Located near the midline of the brain, just behind the eyes, the medial prefrontal cortex has been observed to “light up” during functional MRI tests measuring the brain activity of young adults who are listening to familiar songs. They also noticed that the prefrontal cortex activity was strongest when the subject was listening to a song or tune to which the participant had reported an attachment of a specific memory or emotion.
What’s really interesting about that, notes Dr. Petr Janata, a neuroscientist at the University of California, Davis, is that the medial prefrontal cortex is typically one of the last parts of the brain that is affected as Alzheimer’s disease takes hold.
Many dementia patients have a seemingly remarkable ability to recall songs and memories of youth, even when their disease has moderately progressed.
The medial prefrontal cortex may be the reason why.
Music therapy may help to preserve cognitive function.
The thought is that regularly listening to— or creating— music may help to keep that area of the brain active and strong, which may help to slow down the progression of dementia.
Music therapy is one way of doing so. In music therapy sessions, music is played for memory care patients during the course of normal conversation, in an effort to aid recall.
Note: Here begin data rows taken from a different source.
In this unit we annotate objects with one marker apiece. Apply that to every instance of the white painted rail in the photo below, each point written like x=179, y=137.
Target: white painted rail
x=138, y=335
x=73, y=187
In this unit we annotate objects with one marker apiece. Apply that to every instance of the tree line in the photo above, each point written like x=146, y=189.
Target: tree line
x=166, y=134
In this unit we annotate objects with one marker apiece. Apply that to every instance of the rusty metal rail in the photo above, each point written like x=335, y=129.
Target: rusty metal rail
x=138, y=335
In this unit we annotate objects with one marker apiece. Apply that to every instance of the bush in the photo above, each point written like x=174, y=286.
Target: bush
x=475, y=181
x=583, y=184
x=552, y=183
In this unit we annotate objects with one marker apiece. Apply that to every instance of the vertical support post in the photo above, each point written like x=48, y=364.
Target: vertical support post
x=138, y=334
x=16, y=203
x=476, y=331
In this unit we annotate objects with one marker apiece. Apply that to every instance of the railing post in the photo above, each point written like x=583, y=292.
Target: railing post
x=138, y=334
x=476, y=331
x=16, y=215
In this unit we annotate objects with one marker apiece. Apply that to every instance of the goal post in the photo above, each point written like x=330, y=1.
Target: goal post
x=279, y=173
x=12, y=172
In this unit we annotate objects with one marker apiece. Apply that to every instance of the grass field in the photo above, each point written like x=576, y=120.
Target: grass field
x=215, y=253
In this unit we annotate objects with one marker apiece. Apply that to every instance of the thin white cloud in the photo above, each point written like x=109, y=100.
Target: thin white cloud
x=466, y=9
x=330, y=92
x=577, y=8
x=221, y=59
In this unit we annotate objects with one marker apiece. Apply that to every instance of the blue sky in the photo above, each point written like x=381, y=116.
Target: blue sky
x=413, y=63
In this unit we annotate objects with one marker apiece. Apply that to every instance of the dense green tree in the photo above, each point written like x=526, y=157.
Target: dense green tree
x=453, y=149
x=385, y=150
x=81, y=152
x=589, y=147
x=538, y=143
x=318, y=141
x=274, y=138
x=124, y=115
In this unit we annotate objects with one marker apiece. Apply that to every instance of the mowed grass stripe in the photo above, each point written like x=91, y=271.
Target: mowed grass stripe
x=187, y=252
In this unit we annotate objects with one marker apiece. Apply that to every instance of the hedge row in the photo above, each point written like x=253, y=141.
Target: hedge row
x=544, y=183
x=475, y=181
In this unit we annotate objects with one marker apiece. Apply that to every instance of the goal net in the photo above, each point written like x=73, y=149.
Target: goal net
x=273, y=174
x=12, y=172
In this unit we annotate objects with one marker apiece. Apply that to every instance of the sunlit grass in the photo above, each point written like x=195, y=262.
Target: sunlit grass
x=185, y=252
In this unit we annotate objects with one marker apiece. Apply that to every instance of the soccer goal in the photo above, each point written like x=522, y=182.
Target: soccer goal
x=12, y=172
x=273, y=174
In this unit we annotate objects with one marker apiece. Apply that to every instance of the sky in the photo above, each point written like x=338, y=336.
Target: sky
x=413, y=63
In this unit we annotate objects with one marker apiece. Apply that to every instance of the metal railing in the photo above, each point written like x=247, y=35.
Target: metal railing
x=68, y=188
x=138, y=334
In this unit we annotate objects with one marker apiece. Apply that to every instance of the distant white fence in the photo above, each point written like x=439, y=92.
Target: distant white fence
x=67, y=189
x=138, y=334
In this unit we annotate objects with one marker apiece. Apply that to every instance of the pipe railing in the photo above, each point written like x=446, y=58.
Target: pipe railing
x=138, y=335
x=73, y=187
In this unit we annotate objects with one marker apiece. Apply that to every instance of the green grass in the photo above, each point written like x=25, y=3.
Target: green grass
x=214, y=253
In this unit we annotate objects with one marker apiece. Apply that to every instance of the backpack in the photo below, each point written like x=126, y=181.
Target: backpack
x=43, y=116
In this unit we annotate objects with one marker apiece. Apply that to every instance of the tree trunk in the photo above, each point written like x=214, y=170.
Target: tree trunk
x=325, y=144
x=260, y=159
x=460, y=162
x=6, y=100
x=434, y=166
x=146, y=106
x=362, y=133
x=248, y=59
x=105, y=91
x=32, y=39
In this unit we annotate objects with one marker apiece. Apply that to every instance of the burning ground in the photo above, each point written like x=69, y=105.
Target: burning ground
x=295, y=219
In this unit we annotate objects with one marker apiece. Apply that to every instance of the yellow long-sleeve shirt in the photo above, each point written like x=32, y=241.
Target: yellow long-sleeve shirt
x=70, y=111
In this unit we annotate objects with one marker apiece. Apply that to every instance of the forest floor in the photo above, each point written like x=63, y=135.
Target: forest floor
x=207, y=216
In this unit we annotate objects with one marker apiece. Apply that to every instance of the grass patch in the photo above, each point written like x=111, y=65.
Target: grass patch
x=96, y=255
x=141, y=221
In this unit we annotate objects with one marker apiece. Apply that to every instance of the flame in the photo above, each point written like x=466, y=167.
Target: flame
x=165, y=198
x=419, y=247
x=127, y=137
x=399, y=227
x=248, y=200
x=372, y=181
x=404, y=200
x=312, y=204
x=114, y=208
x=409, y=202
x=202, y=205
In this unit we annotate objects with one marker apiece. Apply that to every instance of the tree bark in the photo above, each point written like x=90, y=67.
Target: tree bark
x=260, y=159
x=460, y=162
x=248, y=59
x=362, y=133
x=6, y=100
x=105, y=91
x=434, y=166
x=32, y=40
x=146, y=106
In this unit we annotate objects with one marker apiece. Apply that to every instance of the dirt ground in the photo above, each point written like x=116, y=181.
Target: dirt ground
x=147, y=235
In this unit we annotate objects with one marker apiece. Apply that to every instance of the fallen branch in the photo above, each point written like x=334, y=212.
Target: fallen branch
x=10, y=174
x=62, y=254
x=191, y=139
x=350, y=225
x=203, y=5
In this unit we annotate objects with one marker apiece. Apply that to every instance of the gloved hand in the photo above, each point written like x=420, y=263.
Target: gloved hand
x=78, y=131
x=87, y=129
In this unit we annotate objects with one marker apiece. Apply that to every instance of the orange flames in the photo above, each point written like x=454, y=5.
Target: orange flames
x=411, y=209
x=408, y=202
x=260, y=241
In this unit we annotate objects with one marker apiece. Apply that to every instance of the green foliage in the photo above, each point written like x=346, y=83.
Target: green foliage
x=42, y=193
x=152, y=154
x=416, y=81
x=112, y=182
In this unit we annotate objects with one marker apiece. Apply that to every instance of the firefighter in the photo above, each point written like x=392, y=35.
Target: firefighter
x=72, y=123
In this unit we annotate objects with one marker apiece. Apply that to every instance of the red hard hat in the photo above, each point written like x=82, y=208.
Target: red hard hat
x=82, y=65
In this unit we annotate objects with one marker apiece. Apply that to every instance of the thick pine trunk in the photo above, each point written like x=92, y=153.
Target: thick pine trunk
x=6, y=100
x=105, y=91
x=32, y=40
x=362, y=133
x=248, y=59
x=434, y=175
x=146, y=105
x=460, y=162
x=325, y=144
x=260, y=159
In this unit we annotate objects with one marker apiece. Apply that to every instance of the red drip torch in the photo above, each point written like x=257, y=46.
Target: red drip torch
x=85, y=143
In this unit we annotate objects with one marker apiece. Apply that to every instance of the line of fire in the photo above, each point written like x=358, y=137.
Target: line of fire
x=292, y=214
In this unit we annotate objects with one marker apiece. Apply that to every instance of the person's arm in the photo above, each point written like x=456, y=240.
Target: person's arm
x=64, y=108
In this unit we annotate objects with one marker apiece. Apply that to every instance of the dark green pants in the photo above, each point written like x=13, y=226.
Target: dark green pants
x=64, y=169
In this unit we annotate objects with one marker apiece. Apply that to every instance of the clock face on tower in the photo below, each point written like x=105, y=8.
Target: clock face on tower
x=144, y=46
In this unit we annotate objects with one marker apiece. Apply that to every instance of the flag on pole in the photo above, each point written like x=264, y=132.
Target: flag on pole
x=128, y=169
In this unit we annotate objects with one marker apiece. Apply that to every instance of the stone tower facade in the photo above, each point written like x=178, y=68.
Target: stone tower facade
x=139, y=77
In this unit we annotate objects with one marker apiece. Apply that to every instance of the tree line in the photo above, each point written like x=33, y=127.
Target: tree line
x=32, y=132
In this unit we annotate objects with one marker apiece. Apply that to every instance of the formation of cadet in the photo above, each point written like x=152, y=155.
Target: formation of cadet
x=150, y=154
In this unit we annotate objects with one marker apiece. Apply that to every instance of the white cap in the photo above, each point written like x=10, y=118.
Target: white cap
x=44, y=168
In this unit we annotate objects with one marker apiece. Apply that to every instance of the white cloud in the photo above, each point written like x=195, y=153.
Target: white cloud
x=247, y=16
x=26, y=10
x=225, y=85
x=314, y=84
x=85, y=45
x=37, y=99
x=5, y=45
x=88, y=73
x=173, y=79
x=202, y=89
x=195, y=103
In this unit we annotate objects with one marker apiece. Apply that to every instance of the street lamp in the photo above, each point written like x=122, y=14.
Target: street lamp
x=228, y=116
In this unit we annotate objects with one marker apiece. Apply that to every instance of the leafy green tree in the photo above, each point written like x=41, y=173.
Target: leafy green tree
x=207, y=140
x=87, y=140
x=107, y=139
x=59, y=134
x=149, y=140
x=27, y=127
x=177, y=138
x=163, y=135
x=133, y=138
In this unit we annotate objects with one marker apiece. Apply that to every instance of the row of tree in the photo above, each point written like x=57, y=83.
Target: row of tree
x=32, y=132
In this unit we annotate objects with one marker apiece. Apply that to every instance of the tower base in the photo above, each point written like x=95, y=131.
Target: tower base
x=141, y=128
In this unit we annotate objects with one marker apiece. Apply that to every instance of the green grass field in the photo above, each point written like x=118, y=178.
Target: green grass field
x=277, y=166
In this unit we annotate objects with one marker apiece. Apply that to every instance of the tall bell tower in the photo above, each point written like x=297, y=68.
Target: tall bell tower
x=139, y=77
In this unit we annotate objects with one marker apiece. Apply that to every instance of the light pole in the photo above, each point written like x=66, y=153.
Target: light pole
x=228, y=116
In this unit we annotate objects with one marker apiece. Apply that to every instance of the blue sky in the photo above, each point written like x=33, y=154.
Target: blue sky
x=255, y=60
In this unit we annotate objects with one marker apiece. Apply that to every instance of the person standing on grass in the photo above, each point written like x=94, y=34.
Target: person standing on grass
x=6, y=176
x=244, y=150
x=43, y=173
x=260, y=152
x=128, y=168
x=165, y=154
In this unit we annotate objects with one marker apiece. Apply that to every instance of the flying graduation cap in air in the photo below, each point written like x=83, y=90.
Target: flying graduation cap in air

Or, a music therapist may work with a patient to teach him or her how to sing or play an instrument.
There is some evidence that this interaction can actually help the brain to grow, or at least strengthen, connections between its various regions. One NIH-funded researcher, Dr. Gottfried Schlaug, at Harvard Medical School, has found that making music can help stroke patients to overcome aphasia (the loss of the ability to speak) by stimulating undamaged sections of the brain that would otherwise not be responsible for speech to take over that action.
Music may alleviate physical ailments, too.
Researchers at the University of Maryland’s School of Medicine found that music therapy can play a part in promoting heart health. In their 2008 study, participants who listened to “joyful” music experienced a widening of the central blood vessels in the heart, which eased blood flow and reduced physical stress on the arterial walls.
In essence, listening to music lowered blood pressure at one of the most critical points of the circulatory system. Conversely, the same blood vessels narrowed when the participants listened to music they associated with negative feelings.
A 2011 study at Drexel University found that both listening to music and undergoing music therapy sessions with a trained therapist reduced overall anxiety levels, lowered blood pressure and was associated with reductions in reports of pain in cancer patients.
Further evidence of music’s ability to distract from pain was published in a 2012 research study by the University of Utah’s Pain Research Center. In that trial, 143 participants were voluntarily administered mild electric shocks to their fingertips; when music was played in the background, participants reported experiencing pain or discomfort less often.
September is National Piano Month. Maybe it’s time to limber up those fingers?
The benefits of music therapy, music performance, or even listening to the radio seem to be clear. And it’s never too late to start playing. If you are looking for a new activity to try, you might consider taking up an instrument, or taking voice lessons? Or, you might just enjoy getting a subscription to your local symphony.
Getting out and listening to (or playing) music is a great way to meet other aficionados and improve your mood, your physical health and cognitive health.